Bosun is a significant piece of our monitoring infrastructure at Stack Overflow. In forums such as Bosun’s Slack Chat Room, we are frequently asked to describe how Bosun is set up in our environment.. This is a detailed post about our architecture surrounding Bosun. This is not the only way to set things up and may not always be the best way either – but this is our current setup.
The Pieces
There are a lot of components we use with Bosun, but they all serve their purposes in our monitoring infrastructure. The following table outlines them.

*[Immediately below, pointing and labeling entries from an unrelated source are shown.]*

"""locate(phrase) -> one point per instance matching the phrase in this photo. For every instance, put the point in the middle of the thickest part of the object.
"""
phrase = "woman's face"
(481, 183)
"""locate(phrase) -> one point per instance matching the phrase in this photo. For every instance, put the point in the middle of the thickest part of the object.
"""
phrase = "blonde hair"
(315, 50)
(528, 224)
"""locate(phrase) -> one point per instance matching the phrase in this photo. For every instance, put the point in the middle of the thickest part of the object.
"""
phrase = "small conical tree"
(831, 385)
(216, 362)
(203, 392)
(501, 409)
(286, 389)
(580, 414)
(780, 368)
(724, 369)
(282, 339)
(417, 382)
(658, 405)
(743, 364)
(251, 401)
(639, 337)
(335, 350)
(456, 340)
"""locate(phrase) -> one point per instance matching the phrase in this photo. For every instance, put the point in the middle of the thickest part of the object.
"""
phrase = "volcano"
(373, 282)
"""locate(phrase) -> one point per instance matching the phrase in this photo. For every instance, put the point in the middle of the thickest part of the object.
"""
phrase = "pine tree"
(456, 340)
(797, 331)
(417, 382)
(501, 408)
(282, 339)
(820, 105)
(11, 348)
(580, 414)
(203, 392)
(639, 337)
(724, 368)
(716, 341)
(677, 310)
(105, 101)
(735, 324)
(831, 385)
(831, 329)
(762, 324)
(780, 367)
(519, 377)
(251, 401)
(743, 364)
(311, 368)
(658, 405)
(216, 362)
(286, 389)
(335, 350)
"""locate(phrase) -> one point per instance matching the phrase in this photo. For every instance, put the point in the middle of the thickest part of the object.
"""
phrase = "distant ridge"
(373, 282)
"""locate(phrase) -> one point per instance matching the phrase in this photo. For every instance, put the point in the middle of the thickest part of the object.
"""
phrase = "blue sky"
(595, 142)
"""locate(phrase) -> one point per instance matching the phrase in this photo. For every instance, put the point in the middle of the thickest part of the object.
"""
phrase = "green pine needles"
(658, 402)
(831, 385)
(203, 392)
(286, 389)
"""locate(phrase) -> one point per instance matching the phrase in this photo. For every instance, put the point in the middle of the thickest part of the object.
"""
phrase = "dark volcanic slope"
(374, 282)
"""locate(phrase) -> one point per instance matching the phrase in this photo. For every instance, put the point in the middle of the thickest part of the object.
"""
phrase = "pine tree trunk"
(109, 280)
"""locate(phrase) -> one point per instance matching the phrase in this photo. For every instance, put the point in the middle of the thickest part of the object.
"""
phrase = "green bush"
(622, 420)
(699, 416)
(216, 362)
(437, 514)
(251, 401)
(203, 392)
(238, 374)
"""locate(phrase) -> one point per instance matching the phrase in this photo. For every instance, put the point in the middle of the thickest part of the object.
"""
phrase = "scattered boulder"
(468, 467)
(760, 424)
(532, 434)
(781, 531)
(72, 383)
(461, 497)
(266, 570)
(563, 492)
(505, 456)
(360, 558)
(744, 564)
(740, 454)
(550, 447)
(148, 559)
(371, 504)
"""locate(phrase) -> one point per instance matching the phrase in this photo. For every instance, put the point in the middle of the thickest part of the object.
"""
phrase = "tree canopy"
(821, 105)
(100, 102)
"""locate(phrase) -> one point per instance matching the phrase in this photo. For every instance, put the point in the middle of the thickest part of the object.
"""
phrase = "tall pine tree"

Bosun | Alerting System | Expression language for evaluating time series from OpenTSDB, Graphite, Elastic, and InfluxDB |
Templates for rich notifications: HTML, Graphs, Tables, CSS-inlining | ||
Web interface for viewing alerts, writing expressions, graphing, creating alerts and templates, and testing alerts over history. | ||
A store for metric metadata and string data about tags (for example, host IPs, Serial numbers, etc) | ||
scollector | Collection Agent | Runs on Windows and Linux. Polls local OS and applications via APIs; also polls external services via SNMP, ICMP, etc. |
With no configuration, monitors anything it auto-discovers (IIS, Redis, Elastic, Etc); configuration rarely needed. | ||
BosunReporter.NET | App Metrics | Sends application metrics to bosun. |
OpenTSDB | Time Series Database Daemon | Takes time series data and stores it in HBase |
Time series are tagged, so it is a multi-dimensional time series database | ||
Opserver | Monitoring dashboard | Pulls from SolarWinds Orion or Bosun |
Also includes indepth independent monitoring and control of Redis, SQL Server, HAProxy, and Elastic | ||
Grafana | User Dashboards | Uses the [Grafana Bosun plugin](https://github.com/grafana/grafana-plugins/tree/master/datasources/bosun) to create graphs and tables via Bosun expressions |
TPS | Parses Web Logs | Sends raw logs to SQL and summaries in time series format to Bosun. |
tsdbrelay | Relay Time Series and Meta Data | Cross replicates time series and meta data across data centers |
Creates denormalized OpenTSDB metrics for faster querying speed | ||
HBase | Where OpenTSDB Stores Data | Hadoop: The distributed filed system (HDFS), MapReduce framework, and Cluster Management (Zookeeper). |
HBase: A clone of Google's Bigtable runs on top of Hadoop | ||
Cloudera Manager: What we use to manage HBase | ||
HAProxy | Load Balancer Used at Stack | We use it in front of Bosun, OpenTSDB daemons, and tsdbrelay |
Redis | In-memory Store | *Optionally* used by Bosun to store state, metadata, metric indexes, etc. If Redis is not used, a built-in implementation in Go called LedisDB is used |
Elastic | Document Searching | Where we send system logs. Can be queried with Bosun expressions. The Bosun Grafana plugin can use this method to graph time series info about the logs as well. |
Metric and Query Flow
Metrics are collected many ways:
- Our homegrown applications calculate their own metrics and send them to Bosun. C# programs use BosunReporter.NET and Go programs use the Go collect package.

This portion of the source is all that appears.